Há jogadores capazes para a formação de um time competitivo, mas, ainda, não há time. Se é difícil entender a proposta coletiva, como avaliar a individual? Aí a gente recai em ter que ver glórias na camisa suada – o esforço é o principal mérito, quando, na verdade, deveria ser apenas uma ferramenta. Mas, ao que parece, nem esforço há.

Seria interessante avisar aos jogadores que o Atlético e o Athletico têm uma história. Uma história difícil. Difícil e honrada. E que muitas vezes as camisas desbotadas sangraram para conseguir os resultados que garantiram a sobrevivência do clube, as comodidades que lhes são hoje asseguradas, os salários de seis dígitos que recebem. Tudo pode acontecer, menos um Athletico acomodado, perdido e sem perspectivas dentro das quatro linhas.

Chega de cansaços, de gente tratada a pires de leite, iogurtes gregos cremosos, suplementos noruegueses, atletas necessitados da substituição exatamente aos vinte minutos do segundo tempo – senão o siricotico muscular é certo. O torcedor quer sentir de novo a emoção do time da raça, pelo menos por noventa minutos.
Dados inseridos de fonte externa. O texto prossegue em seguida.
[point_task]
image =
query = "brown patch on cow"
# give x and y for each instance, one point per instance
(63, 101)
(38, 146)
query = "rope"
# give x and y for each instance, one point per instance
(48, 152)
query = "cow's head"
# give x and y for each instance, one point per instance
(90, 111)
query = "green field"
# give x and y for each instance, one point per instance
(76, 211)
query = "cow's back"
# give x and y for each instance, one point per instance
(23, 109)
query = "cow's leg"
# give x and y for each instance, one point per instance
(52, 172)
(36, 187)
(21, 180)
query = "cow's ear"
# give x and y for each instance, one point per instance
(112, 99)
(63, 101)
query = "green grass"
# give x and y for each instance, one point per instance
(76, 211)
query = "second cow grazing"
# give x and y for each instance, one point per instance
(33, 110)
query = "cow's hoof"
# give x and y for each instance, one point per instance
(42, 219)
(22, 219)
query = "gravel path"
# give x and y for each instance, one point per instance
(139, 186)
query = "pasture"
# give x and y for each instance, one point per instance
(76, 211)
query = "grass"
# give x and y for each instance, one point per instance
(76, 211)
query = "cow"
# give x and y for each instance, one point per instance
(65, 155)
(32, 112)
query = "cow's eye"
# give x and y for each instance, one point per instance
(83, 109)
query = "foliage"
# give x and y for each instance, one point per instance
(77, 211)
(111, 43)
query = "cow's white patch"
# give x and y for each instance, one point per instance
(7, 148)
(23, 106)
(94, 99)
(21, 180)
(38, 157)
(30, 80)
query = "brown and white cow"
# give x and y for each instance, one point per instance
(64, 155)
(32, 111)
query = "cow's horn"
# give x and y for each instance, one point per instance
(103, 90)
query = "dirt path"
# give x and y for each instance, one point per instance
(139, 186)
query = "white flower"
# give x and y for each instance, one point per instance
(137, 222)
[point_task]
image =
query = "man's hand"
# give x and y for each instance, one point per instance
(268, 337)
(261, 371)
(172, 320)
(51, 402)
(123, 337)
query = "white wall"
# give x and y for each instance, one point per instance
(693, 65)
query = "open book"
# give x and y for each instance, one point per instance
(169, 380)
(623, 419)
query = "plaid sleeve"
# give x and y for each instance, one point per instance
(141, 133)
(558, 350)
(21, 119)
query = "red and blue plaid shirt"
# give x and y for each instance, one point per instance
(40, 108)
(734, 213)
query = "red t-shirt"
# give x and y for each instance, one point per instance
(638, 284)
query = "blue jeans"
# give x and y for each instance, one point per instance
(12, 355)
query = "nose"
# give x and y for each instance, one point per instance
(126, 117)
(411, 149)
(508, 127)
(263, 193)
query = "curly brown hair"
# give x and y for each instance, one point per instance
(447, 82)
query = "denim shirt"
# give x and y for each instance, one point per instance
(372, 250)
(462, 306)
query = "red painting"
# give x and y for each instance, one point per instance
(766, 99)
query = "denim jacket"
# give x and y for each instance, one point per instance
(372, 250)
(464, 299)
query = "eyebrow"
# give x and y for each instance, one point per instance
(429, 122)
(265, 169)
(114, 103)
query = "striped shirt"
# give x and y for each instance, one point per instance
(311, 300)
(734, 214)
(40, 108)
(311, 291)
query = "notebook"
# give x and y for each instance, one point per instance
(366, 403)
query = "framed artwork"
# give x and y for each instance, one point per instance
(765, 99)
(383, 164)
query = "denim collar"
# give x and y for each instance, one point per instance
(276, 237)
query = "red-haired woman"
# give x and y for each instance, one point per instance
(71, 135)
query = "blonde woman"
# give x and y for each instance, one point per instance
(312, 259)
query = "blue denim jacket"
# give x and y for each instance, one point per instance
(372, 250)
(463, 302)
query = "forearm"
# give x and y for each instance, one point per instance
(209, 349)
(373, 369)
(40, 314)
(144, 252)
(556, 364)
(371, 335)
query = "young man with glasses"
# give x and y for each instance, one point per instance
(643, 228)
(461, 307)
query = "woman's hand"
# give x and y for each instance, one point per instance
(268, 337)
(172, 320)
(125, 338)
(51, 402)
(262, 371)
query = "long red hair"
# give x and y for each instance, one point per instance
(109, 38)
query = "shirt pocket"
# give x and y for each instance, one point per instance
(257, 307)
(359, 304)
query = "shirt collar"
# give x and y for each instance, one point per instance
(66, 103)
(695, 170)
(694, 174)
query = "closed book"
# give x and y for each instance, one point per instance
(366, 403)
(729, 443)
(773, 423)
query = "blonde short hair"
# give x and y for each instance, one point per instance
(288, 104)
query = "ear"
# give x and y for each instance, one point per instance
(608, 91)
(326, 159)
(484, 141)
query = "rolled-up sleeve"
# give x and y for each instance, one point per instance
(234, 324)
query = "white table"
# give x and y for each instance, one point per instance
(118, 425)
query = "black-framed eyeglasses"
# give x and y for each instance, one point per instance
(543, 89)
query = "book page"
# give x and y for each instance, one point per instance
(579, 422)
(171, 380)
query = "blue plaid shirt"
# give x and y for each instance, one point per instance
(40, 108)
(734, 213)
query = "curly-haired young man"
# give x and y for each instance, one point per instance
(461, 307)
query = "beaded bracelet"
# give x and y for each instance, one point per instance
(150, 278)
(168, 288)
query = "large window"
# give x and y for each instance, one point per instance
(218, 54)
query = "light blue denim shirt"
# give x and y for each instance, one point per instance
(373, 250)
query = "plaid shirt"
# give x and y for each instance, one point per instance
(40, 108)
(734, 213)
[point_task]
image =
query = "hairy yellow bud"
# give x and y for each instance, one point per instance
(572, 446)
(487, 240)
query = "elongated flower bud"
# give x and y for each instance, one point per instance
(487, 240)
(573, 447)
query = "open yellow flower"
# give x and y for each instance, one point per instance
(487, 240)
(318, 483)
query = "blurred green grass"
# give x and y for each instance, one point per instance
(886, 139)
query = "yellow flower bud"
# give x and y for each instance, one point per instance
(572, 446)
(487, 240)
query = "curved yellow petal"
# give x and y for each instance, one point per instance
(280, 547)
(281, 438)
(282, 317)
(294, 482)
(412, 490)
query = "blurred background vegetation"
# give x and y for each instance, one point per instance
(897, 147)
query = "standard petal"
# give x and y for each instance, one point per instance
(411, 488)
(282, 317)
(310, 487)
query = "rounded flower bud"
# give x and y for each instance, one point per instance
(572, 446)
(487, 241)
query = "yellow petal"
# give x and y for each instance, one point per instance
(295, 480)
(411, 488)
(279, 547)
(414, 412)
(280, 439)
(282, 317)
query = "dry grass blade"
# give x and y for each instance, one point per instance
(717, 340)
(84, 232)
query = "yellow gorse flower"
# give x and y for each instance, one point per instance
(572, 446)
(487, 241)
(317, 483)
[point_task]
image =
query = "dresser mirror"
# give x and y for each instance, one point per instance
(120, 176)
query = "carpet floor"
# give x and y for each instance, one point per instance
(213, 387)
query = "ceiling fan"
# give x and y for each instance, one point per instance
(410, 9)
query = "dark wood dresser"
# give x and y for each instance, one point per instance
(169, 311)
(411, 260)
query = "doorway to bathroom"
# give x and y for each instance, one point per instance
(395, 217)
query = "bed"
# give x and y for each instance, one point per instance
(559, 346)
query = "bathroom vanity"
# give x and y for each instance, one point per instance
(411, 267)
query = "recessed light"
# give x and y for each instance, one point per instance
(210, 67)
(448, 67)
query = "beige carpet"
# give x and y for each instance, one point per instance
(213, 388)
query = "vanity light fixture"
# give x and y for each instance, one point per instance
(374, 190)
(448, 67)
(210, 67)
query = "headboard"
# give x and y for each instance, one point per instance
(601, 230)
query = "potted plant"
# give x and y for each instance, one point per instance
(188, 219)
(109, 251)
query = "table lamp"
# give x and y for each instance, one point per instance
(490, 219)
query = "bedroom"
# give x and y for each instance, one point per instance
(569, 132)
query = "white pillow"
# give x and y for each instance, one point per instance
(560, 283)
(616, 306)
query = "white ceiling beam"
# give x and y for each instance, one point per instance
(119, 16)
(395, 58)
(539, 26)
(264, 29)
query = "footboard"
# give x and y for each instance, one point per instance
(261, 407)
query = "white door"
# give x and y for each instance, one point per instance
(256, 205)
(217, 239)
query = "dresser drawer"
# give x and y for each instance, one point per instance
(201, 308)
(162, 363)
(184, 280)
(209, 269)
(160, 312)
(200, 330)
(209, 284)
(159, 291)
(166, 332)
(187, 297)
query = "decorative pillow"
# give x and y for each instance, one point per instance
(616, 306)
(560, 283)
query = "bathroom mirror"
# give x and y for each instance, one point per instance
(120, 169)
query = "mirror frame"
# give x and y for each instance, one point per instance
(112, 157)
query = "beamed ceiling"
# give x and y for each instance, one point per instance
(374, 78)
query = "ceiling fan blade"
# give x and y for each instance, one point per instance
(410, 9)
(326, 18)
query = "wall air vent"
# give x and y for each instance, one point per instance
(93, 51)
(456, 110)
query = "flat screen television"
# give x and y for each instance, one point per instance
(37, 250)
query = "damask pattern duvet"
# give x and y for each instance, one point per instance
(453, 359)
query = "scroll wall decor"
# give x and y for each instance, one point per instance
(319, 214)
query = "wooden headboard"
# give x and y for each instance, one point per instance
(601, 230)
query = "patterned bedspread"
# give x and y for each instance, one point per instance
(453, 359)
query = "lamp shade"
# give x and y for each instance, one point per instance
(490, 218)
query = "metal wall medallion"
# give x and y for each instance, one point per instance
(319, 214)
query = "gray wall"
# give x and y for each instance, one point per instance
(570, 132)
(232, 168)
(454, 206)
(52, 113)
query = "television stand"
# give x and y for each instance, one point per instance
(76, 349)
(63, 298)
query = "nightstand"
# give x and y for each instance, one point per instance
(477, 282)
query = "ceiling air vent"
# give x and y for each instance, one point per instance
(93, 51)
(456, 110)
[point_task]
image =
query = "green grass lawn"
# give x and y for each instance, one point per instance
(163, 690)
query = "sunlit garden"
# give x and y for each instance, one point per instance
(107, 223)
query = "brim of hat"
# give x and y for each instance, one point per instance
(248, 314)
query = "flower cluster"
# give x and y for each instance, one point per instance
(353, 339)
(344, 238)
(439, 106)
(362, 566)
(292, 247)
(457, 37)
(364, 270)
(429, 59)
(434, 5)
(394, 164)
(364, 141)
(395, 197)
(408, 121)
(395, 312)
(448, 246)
Depois a ciência pode tomar conta do Caju, voltar aos sufocos que passaremos contra Américas, Cuiabás, Juventudes, Avaís e tantas outras peladas sofríveis.

“Somos parasitas de nós mesmos” – volto à curiosa frase da doutora Carmen para dizer que um time de futebol é um ser vivo e, como tal, suscetível à autodestruição, à autofagia. Ainda há tempo para salvar o ano. A equipe depende só de si para evitar um vexame ainda maior – talvez isso, de fato, seja a maior das preocupações. Sim, torcedores, o nosso amado clube é, hoje, um parasita dele próprio.